Des dérapages incontrôlables ? Il n’a fallu qu’une courte phrase du président Luiz Inácio Lula da Silva lors d’un long entretien mercredi pour accélérer la dépréciation du réal, la monnaie locale, face au dollar et à l’euro. En plein débat sur la politique budgétaire, Lula a encore une fois hésité à réduire les dépenses publiques.
« Le problème n’est pas de réduire les dépenses publiques. C’est de savoir si nous devons vraiment les réduire ou si nous devons augmenter les recettes fiscales », a-t-il déclaré. Il a admis qu’il était possible de revenir sur des dépenses « excessives », sans « céder à la pression des marchés ». En fin de journée, le dollar avait grimpé de 1,2% face au real, ce qui constituait la pire performance de la journée parmi les principales devises du marché des changes, selon l’agence Bloomberg.
Lula n’est pas un novice en la matière. Il a récemment fait de nombreuses déclarations hostiles au marché et à la banque centrale, qui vient de cesser de baisser ses taux d’intérêt. « La décision de la banque centrale a été d’investir en faveur du système financier, en faveur des spéculateurs qui gagnent de l’argent avec les taux d’intérêt. Alors que nous voulons investir dans la production », a-t-il déclaré.

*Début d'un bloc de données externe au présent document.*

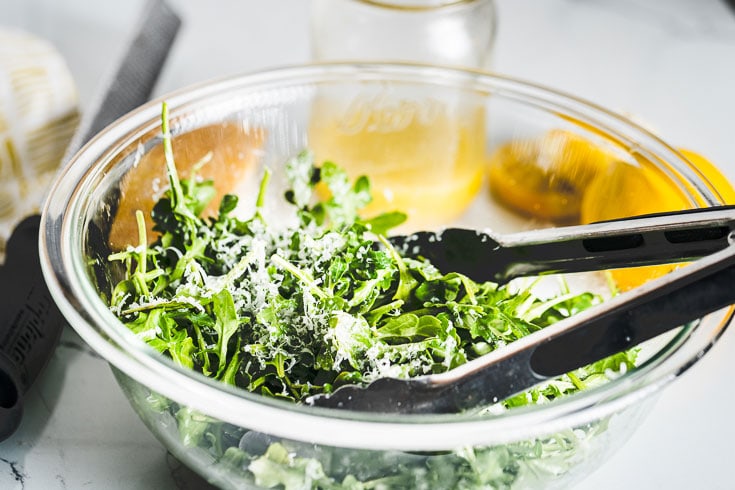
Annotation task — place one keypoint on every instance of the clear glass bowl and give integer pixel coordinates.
(224, 433)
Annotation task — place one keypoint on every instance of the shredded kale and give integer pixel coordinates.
(295, 311)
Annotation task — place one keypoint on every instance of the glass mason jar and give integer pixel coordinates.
(457, 33)
(423, 149)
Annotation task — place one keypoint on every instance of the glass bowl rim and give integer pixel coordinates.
(65, 273)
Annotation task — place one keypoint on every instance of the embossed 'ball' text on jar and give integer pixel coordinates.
(438, 168)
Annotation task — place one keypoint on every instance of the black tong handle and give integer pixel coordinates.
(677, 236)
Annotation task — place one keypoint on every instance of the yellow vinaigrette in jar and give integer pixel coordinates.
(424, 156)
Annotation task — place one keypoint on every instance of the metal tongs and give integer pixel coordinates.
(625, 321)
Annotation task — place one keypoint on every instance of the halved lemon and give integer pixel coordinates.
(546, 177)
(625, 189)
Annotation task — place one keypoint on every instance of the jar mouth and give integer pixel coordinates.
(416, 4)
(65, 267)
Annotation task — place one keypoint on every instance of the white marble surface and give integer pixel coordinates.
(670, 63)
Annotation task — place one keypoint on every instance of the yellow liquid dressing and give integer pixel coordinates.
(423, 156)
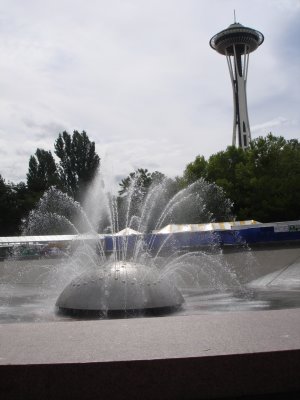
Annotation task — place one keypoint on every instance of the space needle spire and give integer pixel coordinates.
(236, 43)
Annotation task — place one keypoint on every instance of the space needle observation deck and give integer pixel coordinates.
(236, 43)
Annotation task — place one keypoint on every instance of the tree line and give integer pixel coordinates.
(261, 183)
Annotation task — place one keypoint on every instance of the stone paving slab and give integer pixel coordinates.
(188, 357)
(149, 338)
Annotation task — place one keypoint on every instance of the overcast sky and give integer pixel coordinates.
(140, 78)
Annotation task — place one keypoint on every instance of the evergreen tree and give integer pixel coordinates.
(78, 162)
(42, 171)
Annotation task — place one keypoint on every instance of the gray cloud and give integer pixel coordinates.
(139, 77)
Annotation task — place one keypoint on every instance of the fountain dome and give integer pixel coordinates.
(120, 286)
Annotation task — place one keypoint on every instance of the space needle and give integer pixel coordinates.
(236, 43)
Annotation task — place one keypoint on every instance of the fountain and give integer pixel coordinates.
(213, 344)
(139, 273)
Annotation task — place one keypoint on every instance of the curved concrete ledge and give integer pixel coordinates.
(187, 357)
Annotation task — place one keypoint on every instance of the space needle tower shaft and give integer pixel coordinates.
(236, 43)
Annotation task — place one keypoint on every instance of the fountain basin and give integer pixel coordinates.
(120, 286)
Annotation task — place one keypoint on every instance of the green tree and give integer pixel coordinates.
(78, 162)
(263, 182)
(15, 204)
(42, 171)
(195, 170)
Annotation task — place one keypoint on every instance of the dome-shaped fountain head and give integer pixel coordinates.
(238, 36)
(120, 286)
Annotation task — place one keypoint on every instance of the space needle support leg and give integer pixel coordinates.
(231, 72)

Il est également en guerre ouverte avec le président de la banque centrale, Roberto Campos Neto, nommé par l’ancien président Jair Bolsonaro.
Ibovespa en diminution
En un an, le billet vert s’est apprécié de plus de 15 % et la Bourse de São Paulo a chuté de 8,5 % depuis le début de l’année. Une sanction très claire, même si les capitaux ont été attirés vers les Etats-Unis par des taux d’intérêt nettement plus élevés que ces dernières années. « La Bourse est à des niveaux très bas si l’on regarde l’histoire sur 10 ans… L’éternel problème budgétaire brésilien n’est pas résolu et c’est le sujet des discussions entre la banque centrale et Lula. Cela freine les investisseurs », » explique François Décamps, directeur de la boutique financière Caravel Corporate Finance à São Paulo.
Après avoir accordé le bénéfice du doute à Lula et à son équipe économique, considérée comme pragmatique, les investisseurs ont commencé à faire preuve de scepticisme lorsque le gouvernement a remis en question ses propres objectifs de politique budgétaire. Le retour à l’excédent budgétaire primaire (avant paiement des intérêts de la dette), initialement prévu pour l’année prochaine, a été reporté à 2026. « Je regrette d’avoir cru que le PT (Parti des travailleurs de Lula) pouvait prendre au sérieux la question budgétaire », tonne Luis Stuhlberger. , qui gère le fonds Verde Asset.
« Toutes les barrières mises en place par les gouvernements précédents ont été abaissées et menacent de tomber. Cela ne rassure pas les investisseurs, évidemment ! », précise François Décamps. Certains progrès ont été enregistrés, notamment sur le front de l’inflation (autour de 4%). Mais le sentiment général est celui d’une grande frustration. « Le Brésil doit faire face à beaucoup de problèmes que le reste du monde a déjà résolus depuis 20 ou 30 ans », note Gustavo Cruz, responsable de la stratégie de la société de courtage RB Investimentos.
La frustration est encore plus grande chez les investisseurs qui pensaient que Lula mènerait une politique pragmatique similaire à celle de son premier mandat (2003-2006). Certains espèrent toutefois que le pragmatisme finira par prévaloir.